L’idée selon laquelle le Pakistan serait un pays de fanatiques religieux est une insulte à l’égard de cette grande nation. Les partis fondamentalistes font toujours de faibles scores aux élections. Leur véritable base de soutien n’est pas dans les masses, mais dans les échelons supérieurs du pouvoir : l’Etat, l’armée et l’ISI (les Services Secrets). Sans le soutien et le financement d’une section de l’Etat, les fondamentalistes ne seraient rien.

Par le passé, ils étaient généreusement financés par les Américains et les Saoudiens. Aujourd’hui, ils sont toujours financés par les Saoudiens, qui combinent leur allégeance à l’impérialisme américain avec un soutien à tout mouvement réactionnaire et fondamentaliste. Mais les anciens maîtres des fondamentalistes, à Washington, se sont tournés contre eux. Ils les ont forcés à occuper l’Afghanistan. Ils ont forcé l’ISI à abandonner ses ambitions en Afghanistan et à renoncer à son soutien aux Talibans et Al-Qaïda, ce qu’il a fait de très mauvais cœur.

Cependant, il est notoire qu’une section significative de l’ISI n’a jamais abandonné son soutien à Ben Laden et aux Talibans. Tout le monde sait que ces derniers trouvent refuge au Pakistan – avec gîte et couvert. C’est un Etat dans l’Etat qui opère dans l’ombre et bénéficie de protections aux plus hauts niveaux. Dans ces régions obscures, les conspirations et les assassinats sont une routine.

Les acteurs connus de ces complots sont les mollahs, les fanatiques des écoles coraniques financées par le régime saoudien, et la jeunesse dorée d’Islamabad qui terrorise les citoyens ordinaires au nom de la religion.

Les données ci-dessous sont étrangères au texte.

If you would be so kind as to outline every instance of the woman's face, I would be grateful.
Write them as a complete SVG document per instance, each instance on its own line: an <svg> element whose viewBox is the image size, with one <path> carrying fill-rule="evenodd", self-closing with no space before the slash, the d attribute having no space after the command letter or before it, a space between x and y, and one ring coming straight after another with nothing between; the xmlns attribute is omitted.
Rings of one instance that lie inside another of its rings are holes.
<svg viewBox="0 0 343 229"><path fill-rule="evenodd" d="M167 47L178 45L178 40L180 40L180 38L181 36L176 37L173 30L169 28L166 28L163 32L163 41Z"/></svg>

Mais ils ne sont eux-mêmes que des marionnettes dont les fils sont tirés par des gens qui restent tapis dans l’ombre, mais dont l’identité est connue.

Avant de mourir, Benazir a laissé une lettre privée dans laquelle elle accusait trois individus de préparer son assassinat : un officier à la retraite, un dirigeant de la Ligue Musulmane et un officier en service de l’ISI. Aucune enquête gouvernementale ne pourra être prise au sérieux tant que ces individus n’auront pas été arrêtés et jugés.
Les masses dont la colère se déverse dans la rue ne se laisseront pas abuser par un faux-procès au cours duquel un pauvre diable sera rendu coupable de ce qui, en réalité, relève d’un CRIME DE TERRORISME D’ETAT.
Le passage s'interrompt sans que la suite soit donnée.